Sur les plateformes grand public desquelles a été "chassé" le "noyau dur" des masculinistes – aujourd'hui davantage actif sur Discord et Telegram –, on observe cependant "une dilution des grandes idées et grands principes de certaines communautés masculinistes dans des sphères adjacentes : musculation, développement personnel", analyse Louis Bachaud, sociologue spécialiste de la manosphère.
"On trouve des contenus qui ne sont pas à proprement parler des contenus masculinistes, mais qui reprennent deux ou trois figures ou clichés propres à cette idéologie sous une forme moins radicale et moins misogyne, et donc acceptée sur les grandes plateformes", poursuit-il. Des contenus qui se multiplient ainsi aisément sur YouTube ou sur TikTok, dont 22,3 % des utilisateurs britanniques ont entre 13 et 17 ans.
En outre, précise le chercheur, "on peut retrouver de la misogynie dans des discours conservateurs traditionnels, religieux, qui ne sont pas forcément masculinistes. Il est donc difficile de mesurer la pénétration de la radicalité en ligne."
La question plus large des réseaux sociaux
Le gouvernement britannique considérant explicitement l'ensemble de la culture numérique comme un terrain de radicalisation sexiste, les élèves du secondaire recevront ainsi également des cours pour apprendre à identifier les dangers des deepfakes (souvent à caractère sexuel), ou encore le lien entre pornographie et misogynie, en expliquant comment certains contenus normalisent des comportements violents ou non consentis, comme la strangulation.
"Plus généralement, la question est celle des réseaux sociaux et de l’accès des jeunes aux smartphones", estime Louis Bachaud. "Le Royaume-Uni fait un plan de lutte égalitaire contre la misogynie (mais aussi la LGBTphobie et la transphobie), et le fait que le gouvernement parle beaucoup de la pornographie montre qu’il cible plus généralement des jeunes garçons qui sont bombardés de contenus qui vont leur faire déconsidérer, objectifier les femmes."

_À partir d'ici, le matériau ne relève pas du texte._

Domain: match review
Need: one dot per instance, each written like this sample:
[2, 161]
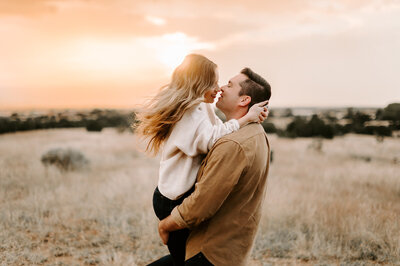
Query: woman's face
[210, 94]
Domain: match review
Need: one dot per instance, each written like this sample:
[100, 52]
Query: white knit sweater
[191, 138]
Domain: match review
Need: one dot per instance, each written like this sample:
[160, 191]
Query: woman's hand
[258, 112]
[164, 234]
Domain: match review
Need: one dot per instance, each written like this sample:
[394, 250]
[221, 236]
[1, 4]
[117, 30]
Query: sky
[117, 54]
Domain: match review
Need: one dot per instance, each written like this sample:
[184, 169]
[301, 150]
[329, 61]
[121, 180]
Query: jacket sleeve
[222, 170]
[196, 134]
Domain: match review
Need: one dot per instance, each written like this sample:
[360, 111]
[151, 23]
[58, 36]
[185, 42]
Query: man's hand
[166, 226]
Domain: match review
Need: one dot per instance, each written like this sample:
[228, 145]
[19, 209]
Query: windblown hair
[190, 80]
[254, 86]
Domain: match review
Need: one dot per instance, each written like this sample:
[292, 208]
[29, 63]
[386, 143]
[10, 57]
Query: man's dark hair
[254, 86]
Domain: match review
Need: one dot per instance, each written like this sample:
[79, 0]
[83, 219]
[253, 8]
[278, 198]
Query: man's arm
[222, 170]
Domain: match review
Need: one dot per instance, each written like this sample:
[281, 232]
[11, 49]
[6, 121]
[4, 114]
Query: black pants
[197, 260]
[177, 239]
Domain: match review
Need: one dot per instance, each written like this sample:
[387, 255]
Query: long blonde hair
[190, 80]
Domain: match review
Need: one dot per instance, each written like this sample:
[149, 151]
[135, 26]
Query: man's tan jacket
[225, 209]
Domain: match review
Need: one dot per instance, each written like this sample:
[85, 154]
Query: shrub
[94, 125]
[64, 159]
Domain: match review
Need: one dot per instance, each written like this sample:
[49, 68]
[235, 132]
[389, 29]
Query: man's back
[225, 209]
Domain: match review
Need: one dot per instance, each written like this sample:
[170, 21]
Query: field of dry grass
[337, 205]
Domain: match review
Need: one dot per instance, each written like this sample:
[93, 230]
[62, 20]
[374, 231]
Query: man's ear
[244, 100]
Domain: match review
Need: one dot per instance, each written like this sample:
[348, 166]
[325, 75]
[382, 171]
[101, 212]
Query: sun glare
[137, 56]
[172, 48]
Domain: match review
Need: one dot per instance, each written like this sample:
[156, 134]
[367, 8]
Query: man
[224, 210]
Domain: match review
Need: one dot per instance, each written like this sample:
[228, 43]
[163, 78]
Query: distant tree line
[95, 120]
[321, 125]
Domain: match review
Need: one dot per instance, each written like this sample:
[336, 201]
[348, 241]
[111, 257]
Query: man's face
[230, 98]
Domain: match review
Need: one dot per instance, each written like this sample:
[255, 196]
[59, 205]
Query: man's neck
[237, 114]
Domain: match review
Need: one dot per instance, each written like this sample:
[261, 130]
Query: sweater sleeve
[195, 134]
[221, 173]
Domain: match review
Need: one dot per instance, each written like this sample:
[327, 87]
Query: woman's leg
[177, 240]
[177, 246]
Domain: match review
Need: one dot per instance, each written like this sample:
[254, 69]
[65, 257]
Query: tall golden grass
[337, 205]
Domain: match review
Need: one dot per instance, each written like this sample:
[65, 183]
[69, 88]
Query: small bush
[64, 159]
[94, 125]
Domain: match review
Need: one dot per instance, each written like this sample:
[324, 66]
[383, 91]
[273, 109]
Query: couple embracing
[212, 177]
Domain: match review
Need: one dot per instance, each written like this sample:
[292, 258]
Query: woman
[181, 119]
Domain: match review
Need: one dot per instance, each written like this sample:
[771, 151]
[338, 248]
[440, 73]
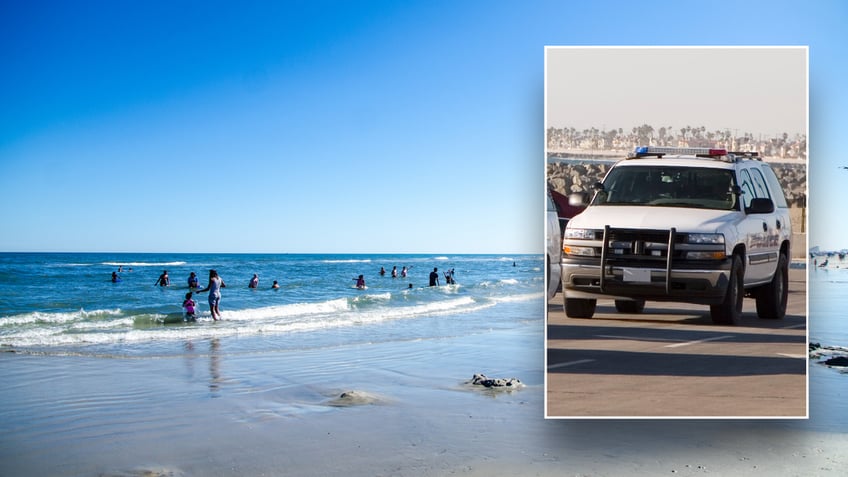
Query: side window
[760, 184]
[747, 186]
[776, 189]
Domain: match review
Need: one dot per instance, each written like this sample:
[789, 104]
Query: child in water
[189, 305]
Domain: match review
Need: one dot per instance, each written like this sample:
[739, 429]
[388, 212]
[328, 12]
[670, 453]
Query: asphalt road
[672, 361]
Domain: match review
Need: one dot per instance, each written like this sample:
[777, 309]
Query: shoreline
[216, 413]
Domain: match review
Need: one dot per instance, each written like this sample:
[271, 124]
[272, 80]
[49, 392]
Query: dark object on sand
[482, 380]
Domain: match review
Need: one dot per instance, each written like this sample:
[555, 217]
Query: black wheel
[771, 298]
[729, 311]
[580, 307]
[630, 306]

"On ne peut pas extraire le sujet du masculinisme et de son influence sur les jeunes de cette question beaucoup plus large qui est : comment protéger les jeunes sur Internet et reprendre le contrôle sur ce que les parents ne contrôlent pas vraiment."
Louis Bachaud, sociologue
Selon une enquête menée en 2024 par Girlguiding au Royaume-Uni, plus d'une fille sur cinq (22 %) âgée de 7 à 10 ans a vu des "images grossières en ligne", contre 11 % trois ans auparavant. La même étude révélait que plus de la moitié des filles (59 % des 11-21 ans) craignaient que l’IA soit utilisée pour créer de fausses images d’elles en ligne.
Par ailleurs, en 2023, les chiffres du bureau du Commissaire à l'enfance estimaient que la moitié des enfants de 13 ans avaient déjà vu de la pornographie en ligne, 10 % dès 9 ans et 27 % à 11 ans.
Des chiffres qui placent la réforme du RSHE dans une réalité tangible : les jeunes sont exposés à du contenu potentiellement traumatisant avant même leur entrée au collège.
Or, estime la secrétaire d'État à l'Éducation, "il ne peut y avoir de mission plus fondamentale pour un gouvernement que de s'assurer que nos enfants grandissent pour devenir des adultes décents et respectueux".
Un positionnement adopté dans d'autres pays comme l'Australie, où le gouvernement fédéral a lancé dès 2023-24 le programme Consent and Respectful Relationships Education (CRRE) avec un financement de 77,6 millions de dollars australiens sur cinq ans (43,6 millions d'euros) pour améliorer les enseignements sur le consentement, le respect, les deepfakes et la misogynie dans les établissements primaires et secondaires.
Mais la démarche reste encore fragmentée par États et moins explicite que celle adoptée au Royaume-Uni, dont les orientations tout juste présentées précèdent une stratégie plus large de lutte contre la violence à l'égard des femmes et des filles – stratégie qui devrait être dévoilée à l'automne.